There were estimated to be 225,000 new cases of ovarian cancer worldwide in 2008, accounting for around 4% of all cancers diagnosed in women.8 Incidence rates vary considerably across the world, with World age-standardised rates in more developed countries being nearly twice as high as those in less developed countries. The estimated World age-standardised incidence rate for the more developed regions of the world was 9 per 100,000 in 2008, and 5 per 100,000 for the less developed countries.8 (World age-standardised incidence rates are not comparable to the European age-standardised incidence rates presented elsewhere in this section).

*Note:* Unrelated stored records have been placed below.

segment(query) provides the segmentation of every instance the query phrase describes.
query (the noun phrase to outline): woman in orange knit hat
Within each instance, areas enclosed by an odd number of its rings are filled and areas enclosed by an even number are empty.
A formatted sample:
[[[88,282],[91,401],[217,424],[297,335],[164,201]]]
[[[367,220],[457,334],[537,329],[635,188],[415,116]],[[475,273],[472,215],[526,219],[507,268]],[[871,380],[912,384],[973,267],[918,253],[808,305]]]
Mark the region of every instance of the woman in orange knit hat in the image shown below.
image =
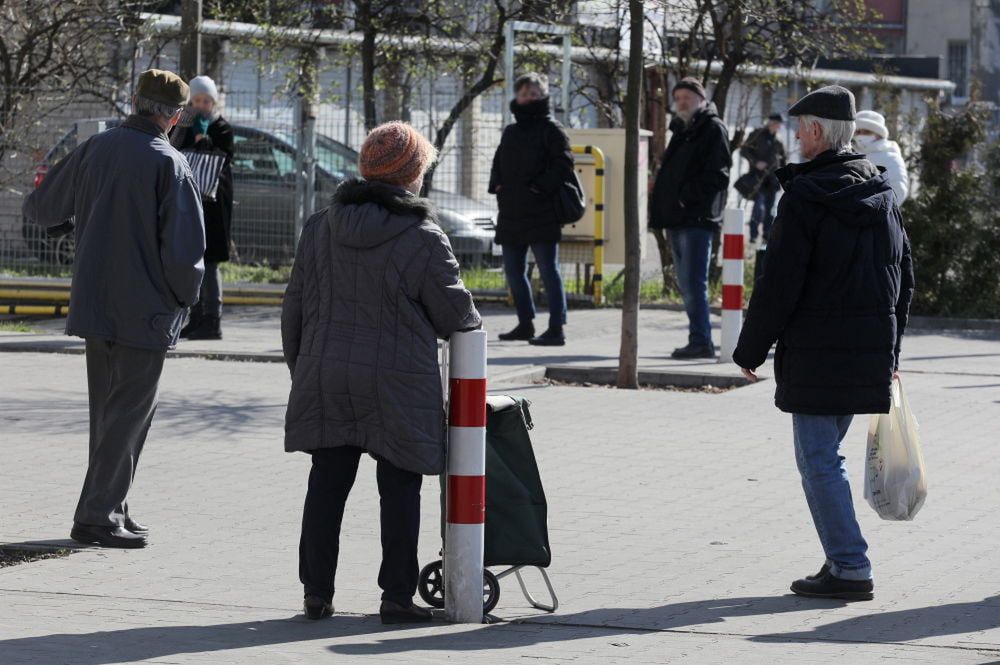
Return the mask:
[[[306,223],[285,292],[285,450],[312,456],[299,544],[310,619],[333,613],[340,524],[364,452],[381,496],[382,621],[431,619],[413,595],[420,485],[444,470],[437,340],[481,325],[433,206],[416,196],[434,158],[408,124],[372,130],[364,180],[341,184]]]

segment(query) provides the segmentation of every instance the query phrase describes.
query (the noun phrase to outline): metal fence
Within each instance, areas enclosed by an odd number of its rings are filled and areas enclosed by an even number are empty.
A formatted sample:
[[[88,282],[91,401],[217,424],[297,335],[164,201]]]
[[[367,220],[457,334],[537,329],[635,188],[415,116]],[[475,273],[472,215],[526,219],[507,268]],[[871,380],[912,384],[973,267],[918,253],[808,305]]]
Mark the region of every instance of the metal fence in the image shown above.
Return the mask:
[[[450,110],[452,98],[434,86],[411,93],[411,111],[405,119],[433,138]],[[234,126],[233,162],[234,262],[277,268],[294,258],[297,225],[304,211],[327,205],[334,189],[357,174],[357,150],[365,137],[358,109],[334,102],[317,107],[315,147],[300,145],[304,134],[297,124],[300,100],[295,96],[262,95],[231,90],[224,94],[222,113]],[[490,165],[500,140],[503,93],[483,95],[452,130],[434,172],[430,198],[439,209],[463,269],[463,277],[481,295],[505,295],[506,282],[499,247],[493,243],[496,202],[487,193]],[[71,238],[50,240],[22,219],[23,196],[52,164],[76,147],[78,136],[92,126],[84,120],[120,121],[108,104],[69,104],[33,127],[34,150],[14,165],[9,184],[0,194],[0,272],[14,274],[68,274],[73,260]],[[314,150],[314,152],[312,152]],[[303,181],[306,152],[314,159],[311,187]],[[308,200],[306,200],[308,199]],[[592,293],[593,246],[565,243],[561,270],[570,297],[589,299]],[[537,275],[533,274],[537,278]]]

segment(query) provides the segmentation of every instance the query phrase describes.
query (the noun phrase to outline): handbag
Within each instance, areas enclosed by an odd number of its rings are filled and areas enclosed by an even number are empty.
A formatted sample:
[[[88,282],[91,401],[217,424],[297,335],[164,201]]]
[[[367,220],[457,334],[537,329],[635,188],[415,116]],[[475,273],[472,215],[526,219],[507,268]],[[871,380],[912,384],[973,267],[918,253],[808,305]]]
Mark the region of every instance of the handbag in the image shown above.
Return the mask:
[[[191,175],[201,196],[209,201],[215,200],[219,189],[219,176],[222,167],[226,165],[226,155],[221,152],[201,152],[198,150],[182,150],[181,154],[188,160]]]

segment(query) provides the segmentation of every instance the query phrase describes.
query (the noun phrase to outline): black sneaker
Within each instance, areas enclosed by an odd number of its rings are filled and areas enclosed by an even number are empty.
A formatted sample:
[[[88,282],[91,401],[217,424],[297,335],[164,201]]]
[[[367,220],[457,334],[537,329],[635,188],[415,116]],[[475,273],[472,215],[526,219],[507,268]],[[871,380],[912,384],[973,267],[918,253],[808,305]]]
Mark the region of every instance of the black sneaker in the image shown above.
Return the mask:
[[[434,615],[426,607],[419,607],[412,602],[408,606],[394,603],[391,600],[383,600],[382,606],[378,610],[382,617],[382,623],[428,623],[434,619]]]
[[[535,325],[531,322],[521,322],[509,333],[500,333],[501,342],[527,342],[535,336]]]
[[[538,337],[528,340],[532,346],[565,346],[566,335],[563,334],[562,326],[549,328]]]
[[[319,596],[306,596],[302,608],[306,612],[306,618],[313,621],[333,616],[333,603],[328,603]]]
[[[674,349],[670,354],[674,360],[700,360],[702,358],[715,358],[715,346],[703,344],[688,344],[679,349]]]
[[[792,592],[810,598],[871,600],[875,597],[875,584],[871,580],[841,579],[827,571],[819,577],[795,580],[792,582]]]

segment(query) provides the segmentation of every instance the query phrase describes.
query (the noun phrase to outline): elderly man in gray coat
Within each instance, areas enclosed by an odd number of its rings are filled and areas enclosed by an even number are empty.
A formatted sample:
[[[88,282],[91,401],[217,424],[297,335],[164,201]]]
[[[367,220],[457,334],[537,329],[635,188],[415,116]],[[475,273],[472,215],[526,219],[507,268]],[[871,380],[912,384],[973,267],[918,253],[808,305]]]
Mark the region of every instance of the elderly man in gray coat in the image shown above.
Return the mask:
[[[204,274],[201,196],[166,135],[187,98],[176,74],[143,72],[133,115],[79,145],[24,202],[50,235],[76,237],[66,334],[87,342],[90,461],[71,532],[82,543],[146,545],[125,498],[164,357]]]

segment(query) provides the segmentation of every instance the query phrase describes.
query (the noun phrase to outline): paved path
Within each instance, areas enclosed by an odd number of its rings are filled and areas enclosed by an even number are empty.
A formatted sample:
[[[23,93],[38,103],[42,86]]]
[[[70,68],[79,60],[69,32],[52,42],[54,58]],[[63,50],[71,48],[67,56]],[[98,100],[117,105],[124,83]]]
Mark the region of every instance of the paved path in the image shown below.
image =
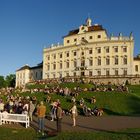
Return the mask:
[[[45,120],[46,130],[55,131],[56,121]],[[31,126],[38,128],[37,118],[31,122]],[[62,119],[62,131],[115,131],[126,128],[140,128],[140,117],[128,116],[102,116],[102,117],[77,117],[77,126],[72,127],[72,119],[70,116],[64,116]]]

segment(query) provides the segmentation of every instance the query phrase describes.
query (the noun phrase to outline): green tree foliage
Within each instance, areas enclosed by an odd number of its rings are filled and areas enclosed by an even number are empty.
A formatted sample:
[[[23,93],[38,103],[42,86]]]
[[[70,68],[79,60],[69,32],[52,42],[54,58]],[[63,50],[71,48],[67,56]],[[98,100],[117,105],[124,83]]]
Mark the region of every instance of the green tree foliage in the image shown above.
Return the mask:
[[[3,88],[6,86],[5,80],[4,80],[4,76],[0,76],[0,88]]]

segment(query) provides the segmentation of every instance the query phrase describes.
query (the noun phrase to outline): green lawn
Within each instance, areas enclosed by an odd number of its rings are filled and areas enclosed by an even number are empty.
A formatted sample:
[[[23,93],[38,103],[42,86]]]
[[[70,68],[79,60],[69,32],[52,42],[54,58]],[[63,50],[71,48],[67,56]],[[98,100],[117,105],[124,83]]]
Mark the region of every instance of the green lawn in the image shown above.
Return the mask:
[[[53,85],[51,85],[53,86]],[[90,84],[75,84],[75,83],[63,83],[62,87],[74,88],[80,86],[81,88],[92,87]],[[81,113],[79,106],[79,100],[81,97],[84,98],[86,105],[93,108],[94,106],[101,107],[104,110],[104,115],[129,115],[135,116],[140,115],[140,85],[130,86],[130,93],[118,93],[118,92],[80,92],[76,98],[78,110]],[[38,101],[46,99],[44,93],[20,93],[21,96],[36,96]],[[4,96],[0,95],[2,98]],[[96,104],[90,103],[90,98],[96,97]],[[70,109],[72,106],[71,97],[64,97],[61,95],[51,95],[52,99],[60,99],[63,109]],[[46,103],[47,113],[50,111],[50,105]],[[0,127],[0,140],[139,140],[140,139],[140,128],[138,129],[127,129],[121,131],[95,131],[95,132],[62,132],[55,137],[42,137],[36,133],[35,130],[29,129],[15,129]]]
[[[52,85],[51,85],[52,86]],[[93,85],[79,84],[79,83],[63,83],[62,87],[74,88],[79,86],[81,88],[90,88]],[[76,97],[79,113],[82,114],[79,106],[79,100],[83,97],[88,107],[93,108],[95,106],[103,108],[104,115],[140,115],[140,85],[130,86],[130,93],[119,92],[80,92]],[[23,96],[36,96],[38,101],[46,100],[46,94],[44,93],[22,93]],[[96,104],[91,104],[90,99],[92,96],[96,97]],[[61,95],[51,95],[52,100],[60,99],[63,109],[70,109],[72,106],[71,96],[64,97]],[[47,113],[50,111],[50,105],[46,104]]]
[[[121,131],[62,132],[57,136],[41,136],[31,128],[0,127],[0,140],[139,140],[140,128]]]

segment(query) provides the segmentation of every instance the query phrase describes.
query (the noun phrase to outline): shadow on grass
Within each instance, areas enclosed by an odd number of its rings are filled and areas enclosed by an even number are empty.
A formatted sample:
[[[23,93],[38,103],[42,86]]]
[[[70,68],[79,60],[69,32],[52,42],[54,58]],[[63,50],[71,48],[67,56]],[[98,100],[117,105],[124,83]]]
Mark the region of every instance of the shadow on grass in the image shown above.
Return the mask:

The highest ovarian cancer incidence rates are recorded in Northern, Central and Eastern Europe, followed by Western Europe and the Northern America, and the lowest rates in Africa and parts of Asia. Over 65,000 cases were estimated to be diagnosed in Europe in 2008 (45,000 in the EU27) and more than 21,500 in the USA. 8,9

section updated 01/09/11

Deprivation

In a comprehensive study of incidence and mortality variation within the UK and Ireland, little geographical variation was reported for ovarian cancer. 10 Incidence tends to be slightly higher among women in more affluent groups than in the most deprived groups, which is not unexpected as risk factors such as low parity are more common in more affluent women. 11,18

section updated 08/03/11

Histology

80-90% of ovarian malignancies are epithelial in origin, with the most common type in the UK being serous carcinomas. 12,13,14 Other rarer subtypes include germ cell tumours, which tend to occur in pre-menopausal women and are very chemo-sensitive (and hence treatable). It is thought that most histologies share common risk factors, with the probable exception of mucinous carcinomas. 12,15

The most striking international difference occurs in Japan, which has lower rates of ovarian cancer than in Europe. 8 Some of this variation may be explained by geographical differences in histologies, since Japan has a higher percentage of clear cell adenocarcinomas (20-25%) compared with other Asian or Western countries (5-10%).16

section updated 04/11/11

Prevalence

Prevalence data relate to those people in the UK population who were alive on a specific date having previously been diagnosed with cancer. The latest analysis shows that on 31st December 2006, around 25,000 women were alive up to ten years after being diagnosed with ovarian cancer17. Table 1.3 shows the one, five and ten year prevalence for ovarian cancer.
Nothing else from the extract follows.